Farmers used wasps and ladybugs, which feed on the mites and larvae that damage rice crops.
They also transformed farm waste into organic fertilizers and developed an optimized water system for irrigation.
According to Vásquez, contrary to popular belief, the lack of chemicals does not alter the shelf life of rice; “on the contrary, it provides more minerals and the rice is more nutritious.”
The ministries hired a private laboratory to independently audit the production process. PrimusLabs, the selected company, collected rice samples before the harvest. Their analises certified that the rice was 100 percent free of any traces of pesticides.

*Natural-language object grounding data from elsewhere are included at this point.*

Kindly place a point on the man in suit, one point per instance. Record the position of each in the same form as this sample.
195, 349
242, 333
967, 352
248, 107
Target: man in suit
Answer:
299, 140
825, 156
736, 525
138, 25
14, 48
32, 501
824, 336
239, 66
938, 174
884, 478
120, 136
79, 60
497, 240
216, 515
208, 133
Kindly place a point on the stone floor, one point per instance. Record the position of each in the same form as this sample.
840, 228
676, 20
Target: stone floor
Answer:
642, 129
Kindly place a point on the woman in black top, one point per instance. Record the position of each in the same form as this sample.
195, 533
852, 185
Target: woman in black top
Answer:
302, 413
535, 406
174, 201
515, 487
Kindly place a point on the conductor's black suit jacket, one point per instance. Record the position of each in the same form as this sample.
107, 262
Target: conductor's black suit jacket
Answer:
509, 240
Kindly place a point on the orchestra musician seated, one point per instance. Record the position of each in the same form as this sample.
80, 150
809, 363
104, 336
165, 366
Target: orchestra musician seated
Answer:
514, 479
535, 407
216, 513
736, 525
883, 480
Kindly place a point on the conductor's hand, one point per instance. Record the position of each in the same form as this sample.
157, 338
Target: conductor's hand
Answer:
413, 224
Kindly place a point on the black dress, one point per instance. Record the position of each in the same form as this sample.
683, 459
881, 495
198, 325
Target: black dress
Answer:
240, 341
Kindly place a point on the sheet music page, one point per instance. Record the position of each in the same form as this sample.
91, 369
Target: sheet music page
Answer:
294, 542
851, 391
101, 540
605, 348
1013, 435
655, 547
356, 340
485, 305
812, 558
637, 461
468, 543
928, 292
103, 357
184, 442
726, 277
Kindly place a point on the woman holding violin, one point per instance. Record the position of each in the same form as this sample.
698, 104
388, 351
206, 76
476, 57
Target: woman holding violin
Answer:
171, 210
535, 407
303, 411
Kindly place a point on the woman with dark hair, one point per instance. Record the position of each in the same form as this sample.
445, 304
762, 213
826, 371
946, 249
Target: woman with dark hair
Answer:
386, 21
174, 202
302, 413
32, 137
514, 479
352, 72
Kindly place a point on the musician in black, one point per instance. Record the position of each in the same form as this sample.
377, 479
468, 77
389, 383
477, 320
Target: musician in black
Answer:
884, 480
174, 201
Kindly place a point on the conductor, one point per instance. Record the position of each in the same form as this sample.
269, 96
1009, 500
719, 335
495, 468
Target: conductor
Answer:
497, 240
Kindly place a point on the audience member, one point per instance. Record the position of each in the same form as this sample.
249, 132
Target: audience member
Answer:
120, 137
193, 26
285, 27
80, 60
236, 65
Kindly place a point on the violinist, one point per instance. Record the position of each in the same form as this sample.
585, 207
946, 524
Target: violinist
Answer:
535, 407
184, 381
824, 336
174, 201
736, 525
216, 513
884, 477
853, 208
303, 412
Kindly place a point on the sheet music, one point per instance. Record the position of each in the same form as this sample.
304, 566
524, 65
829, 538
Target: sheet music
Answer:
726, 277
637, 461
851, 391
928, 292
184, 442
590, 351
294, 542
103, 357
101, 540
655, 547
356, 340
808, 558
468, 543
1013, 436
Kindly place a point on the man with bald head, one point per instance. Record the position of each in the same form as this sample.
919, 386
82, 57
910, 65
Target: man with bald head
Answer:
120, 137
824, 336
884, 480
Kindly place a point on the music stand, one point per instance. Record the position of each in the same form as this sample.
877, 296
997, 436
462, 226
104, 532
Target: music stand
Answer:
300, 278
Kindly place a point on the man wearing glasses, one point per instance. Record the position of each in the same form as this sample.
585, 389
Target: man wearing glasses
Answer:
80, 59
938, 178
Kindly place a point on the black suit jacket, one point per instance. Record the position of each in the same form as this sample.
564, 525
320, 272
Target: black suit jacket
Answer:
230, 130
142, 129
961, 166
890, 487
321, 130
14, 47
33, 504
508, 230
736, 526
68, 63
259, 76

The pesticide-free certification allowed the project to move to the marketing stage. The organic rice is available at various supermarkets across the country, under the Sabanero EcoArroz brand. Sabanero sales manager Jorge del Pozo said that the retail price is very accessible, considering the high production cost of the product: an 1.8-kilogram bag costs ₡1,540 (approximately $2.80).
Rice is an essential product in the Costa Rican diet, and many families eat it two or three times a day.
Projections from the National Rice Corporation (CONARROZ) state that Ticos are expected to consume 340,000 metric tons of rice in the 2016-2017 rice season that started in July.
Current production supplies just over half of the national demand. Earlier this month, the Agriculture Ministry signed a decree authorizing the import of 73,000 metric tons required to cover the estimated consumption for the first half of 2017.
Economy Minister Welmer Ramos said Costa Rica has committed to develop efficient farming through environmentally sustainable practices.
“We are strongly encouraging innovation and the dissemination of new production processes and practices,” he said.